‘Is he likely to say more?’ Edward demanded and Monthermer looked apologetic.
‘He has been put to the Question at length,’ he answered carefully, ‘but all we know is that he is called Guillaume of Shaws and was a notary in the service of Bishop Wishart. If he had not gotten himself stinking drunk in Berwick and babbled, we would not even know that much, your Excellent Grace.’
‘A notary,’ Edward muttered, sitting in the wool-swathed chair of Lancelot, both hands flat on the table. Somewhere, drifting on the iced wind, the slow, rolling chant of the monks celebrating the feast day clashed with the clamouring masses begging for the alms that had brought them in ragged flocks.
Edward wished they would shut up, but did not voice it aloud; he was already aware that his reputation for magnanimity, piety and regal magnificence had been badly damaged by Wallace. He had been matched up against a rebel outlaw from the wild land of Scotland and ended up looking mean and petty; the thought burned him, an ember irritation in his bowels which even the thought of this great Round Table he’d had made could not balm.
A splendid thing, the table. For a tourney in celebration of Arthur and the Grail, though Edward could not remember when that had been. When he had been enthused for tourneys and the ideals of Arthur, he supposed, which had all dissipated after Eleanor died.
‘With respect, father, surely all we know is that this man spoke rebellion in his cups. Why is he considered as more?’
Edward looked at his son, taking in the violet silk of him. Before this one, he thought. I had this table made before he was born, when I was young and strong and the best knight in Christendom, when I thought of all the powerful sons I would make to glorify the Kingdom I would create here.
Now there is this one, the only one God saw fit to leave standing, so no doubt He has a plan for him. I cannot see it, he added to himself and sighed, taking on the wearisome burden of educating the boy in the staringly obvious.
‘A notary of Wishart? Young, well-educated with a neat, perjink beard, a knowledge of letters and Latin and with ambitions thwarted and a deal of resentment. He did not growl rebellion, he babbled of plots, involving folk of high degree.’
His voice, rising as he spoke, was finally brought under control, but with difficulty, so that his son took a step back, then recovered himself.
‘Gaveston says …’
‘Gaveston says, Gaveston says.’
It had been a mistake and the younger Edward knew it as the spittle flew from his father’s lips.
‘Gaveston can kiss my arse,’ Edward thundered. ‘As I hear he has been doing to your own.’
‘The prince,’ Monthermer interjected smoothly, ‘simply means, I am sure, that we have no firm proof that this man plots anything other than vague vengeance against Bishop Wishart, who dismissed him, it seems, for repeated drunkenness. The man actually laughed when he was accused of plotting with the Comyn against Your Grace.’
‘Laughed?’
Monthermer inwardly winced; wrong revelation for the time, he thought and began feverishly to summon a way out of it.
‘Laughed,’ Edward repeated ominously. ‘If you cannot even put a man to the Question but that he finds humour in it, it is hardly surprising we have no evidence. I suggest you wipe the smile from the man’s face – take his damned notary beard with it if needs must.’
‘He is dead,’ Monthermer blurted out. ‘Such was the questioning we put him to that he decided to stand before God rather than admit anything, my liege. We certainly have no firm evidence we can use as justification for dismissing the Earl of Carrick from Your Grace’s pleasure.’
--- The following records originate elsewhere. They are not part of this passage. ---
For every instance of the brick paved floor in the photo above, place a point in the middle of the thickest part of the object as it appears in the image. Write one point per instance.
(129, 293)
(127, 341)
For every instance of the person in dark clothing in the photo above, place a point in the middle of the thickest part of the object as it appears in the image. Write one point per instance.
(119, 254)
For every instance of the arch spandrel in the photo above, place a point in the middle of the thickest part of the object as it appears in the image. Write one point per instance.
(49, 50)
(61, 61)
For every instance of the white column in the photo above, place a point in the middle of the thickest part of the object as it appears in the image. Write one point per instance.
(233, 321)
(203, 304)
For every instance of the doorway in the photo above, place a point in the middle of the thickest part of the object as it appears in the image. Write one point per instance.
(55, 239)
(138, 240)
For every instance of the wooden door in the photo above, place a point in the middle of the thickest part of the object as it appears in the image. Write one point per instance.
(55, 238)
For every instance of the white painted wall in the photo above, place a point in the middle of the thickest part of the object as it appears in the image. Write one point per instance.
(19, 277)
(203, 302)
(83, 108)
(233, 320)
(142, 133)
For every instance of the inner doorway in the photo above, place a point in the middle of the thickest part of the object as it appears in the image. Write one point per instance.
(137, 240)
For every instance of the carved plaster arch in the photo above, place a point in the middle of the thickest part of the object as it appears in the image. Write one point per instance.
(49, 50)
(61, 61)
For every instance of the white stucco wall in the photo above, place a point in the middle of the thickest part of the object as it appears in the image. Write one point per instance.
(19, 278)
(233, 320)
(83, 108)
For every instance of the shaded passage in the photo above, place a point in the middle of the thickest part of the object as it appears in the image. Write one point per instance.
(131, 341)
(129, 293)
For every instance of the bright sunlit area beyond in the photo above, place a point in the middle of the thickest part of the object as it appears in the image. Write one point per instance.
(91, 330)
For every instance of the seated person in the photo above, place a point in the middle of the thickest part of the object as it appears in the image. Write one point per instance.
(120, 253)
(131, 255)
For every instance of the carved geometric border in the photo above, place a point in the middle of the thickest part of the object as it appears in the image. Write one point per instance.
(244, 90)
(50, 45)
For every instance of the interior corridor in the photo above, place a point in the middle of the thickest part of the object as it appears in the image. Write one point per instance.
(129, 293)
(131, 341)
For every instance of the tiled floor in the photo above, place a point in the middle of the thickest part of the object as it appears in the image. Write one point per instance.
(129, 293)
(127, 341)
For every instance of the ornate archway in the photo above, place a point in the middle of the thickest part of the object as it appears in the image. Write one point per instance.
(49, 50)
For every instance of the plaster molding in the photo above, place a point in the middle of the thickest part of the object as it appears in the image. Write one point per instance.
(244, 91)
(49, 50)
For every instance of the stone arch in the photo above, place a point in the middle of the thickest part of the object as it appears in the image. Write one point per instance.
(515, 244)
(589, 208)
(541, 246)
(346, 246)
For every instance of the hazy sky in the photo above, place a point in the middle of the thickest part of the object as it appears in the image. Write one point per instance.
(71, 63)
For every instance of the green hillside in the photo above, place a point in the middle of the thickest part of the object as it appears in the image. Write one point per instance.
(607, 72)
He allowed his voice to tail off, knowing the King would pounce on this, as a string dangled to a cat; Monthermer looked pointedly at the young prince, who nodded brief thanks and stepped away from the conversation.
‘Bruce,’ Edward said, staring at nothing. He liked the Earl of Carrick, but did not trust him in anything other than to oppose the Comyn.
‘The Comyn,’ he said aloud.
‘Indeed, my liege,’ Monthermer agreed. ‘It seems uncommonly like it is that family who are still bent on causing trouble. But it is hard to tell – the Bruce and Comyn are at each other’s throats.’
‘They are all plotting,’ Edward rasped. ‘I can hear them, like mice in the rushes.’
Monthermer spread his hands and offered nothing better than an insincere blandness of smile.